Still agitated, Anders followed the tall, thin wizard as he made his way to Augusta’s cabin. The companionway down to the main passenger cabins was very dark but Tragen didn’t seem to have any trouble negotiating the passage. Anders glimpsed the captain behind them making his way to the quarterdeck. His uncle was not a very happy man, the Bear was weary and definitely out of sorts, as if he had something on his mind other than the storm.

When Locklear reached the quarterdeck, Talbot was back on duty at the wheel accompanied this time by Nkosi, a huge black seaman from the Dark Continent way to the south of Drakka. Hopper was at the forward quarterdeck rail peering at the bows through the gale, trying to make out the details there with the aid of the intermittent lightning strikes.

Hugo strode over and shouted over the top of the screaming wind. ‘How goes it Hopper, are we coping?’

‘Aye, aye sir, we are for now.’

‘Are we making any sort of headway?’

‘A little perhaps, but my instincts tell me the storm is about to get worse.’’

‘All right, we’ll heave-to until the morning, maybe the storm will ease. Set sea anchors, Hopper, and then get some rest, I’ll remain here now.’
Hopper touched his forelock and set off to find Trumper.

Hugo looked about him. Had the wind increased? His first mate was positive it was going to. Locklear trusted his first mate, had learned to over the years they’d served together, Hopper’s feelings were rarely wrong. But now he had other things preying on his mind. He sighed, those problems had to be put to the back of his mind for now, there were far more pressing matters to deal with first. He stared into the clouds through the teeming rain concentrating on the nuances of the storm. It was getting even darker, but was that because it was getting on for nightfall, or was there some other dark reason?

He had to be careful now; they had been battling this storm since before dawn.
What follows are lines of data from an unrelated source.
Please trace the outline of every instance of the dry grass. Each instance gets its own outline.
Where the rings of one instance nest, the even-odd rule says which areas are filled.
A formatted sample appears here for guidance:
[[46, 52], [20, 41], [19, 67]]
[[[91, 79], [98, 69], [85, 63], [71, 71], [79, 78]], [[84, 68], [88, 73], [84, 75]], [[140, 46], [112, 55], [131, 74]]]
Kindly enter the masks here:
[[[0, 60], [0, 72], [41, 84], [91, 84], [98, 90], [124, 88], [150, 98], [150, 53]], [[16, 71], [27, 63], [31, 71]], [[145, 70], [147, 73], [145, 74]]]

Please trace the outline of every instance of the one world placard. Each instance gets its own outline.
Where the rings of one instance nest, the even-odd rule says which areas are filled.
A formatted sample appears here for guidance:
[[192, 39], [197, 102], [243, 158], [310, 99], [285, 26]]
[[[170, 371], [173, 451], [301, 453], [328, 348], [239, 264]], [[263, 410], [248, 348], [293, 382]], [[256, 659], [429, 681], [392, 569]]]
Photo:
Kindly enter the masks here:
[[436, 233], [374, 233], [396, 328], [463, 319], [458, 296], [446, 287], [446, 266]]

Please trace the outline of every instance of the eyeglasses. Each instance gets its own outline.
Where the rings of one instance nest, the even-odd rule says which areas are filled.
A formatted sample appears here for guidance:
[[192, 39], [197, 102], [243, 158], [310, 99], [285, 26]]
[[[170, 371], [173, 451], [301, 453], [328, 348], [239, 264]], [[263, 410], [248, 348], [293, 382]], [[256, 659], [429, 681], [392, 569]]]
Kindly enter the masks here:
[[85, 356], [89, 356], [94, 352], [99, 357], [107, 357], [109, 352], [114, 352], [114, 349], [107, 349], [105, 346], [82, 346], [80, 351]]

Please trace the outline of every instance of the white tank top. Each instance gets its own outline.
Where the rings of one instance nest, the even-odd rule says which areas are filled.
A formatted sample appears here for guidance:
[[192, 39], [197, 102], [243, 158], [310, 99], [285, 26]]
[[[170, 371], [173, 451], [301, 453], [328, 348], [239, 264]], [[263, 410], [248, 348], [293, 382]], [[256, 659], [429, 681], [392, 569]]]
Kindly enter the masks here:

Exhaustion was setting in. This was the time when trivial errors had a habit of turning into major setbacks, especially when the only means of communication was by touch or signing. He was going to have to send men to rest, which meant that those remaining on duty would need to exert themselves even more. Hugo well knew the effect that the constant buffeting would have—confusion would set in, minds stupefy and minor injuries become major. In the following days and nights movement would become instinctual. And survival would depend on whatever nourishment could be doled out by Dolly, the ship’s cook, hopefully something hot during lulls in the storm. But hot food was going to be nothing more than a fantasy in this weather.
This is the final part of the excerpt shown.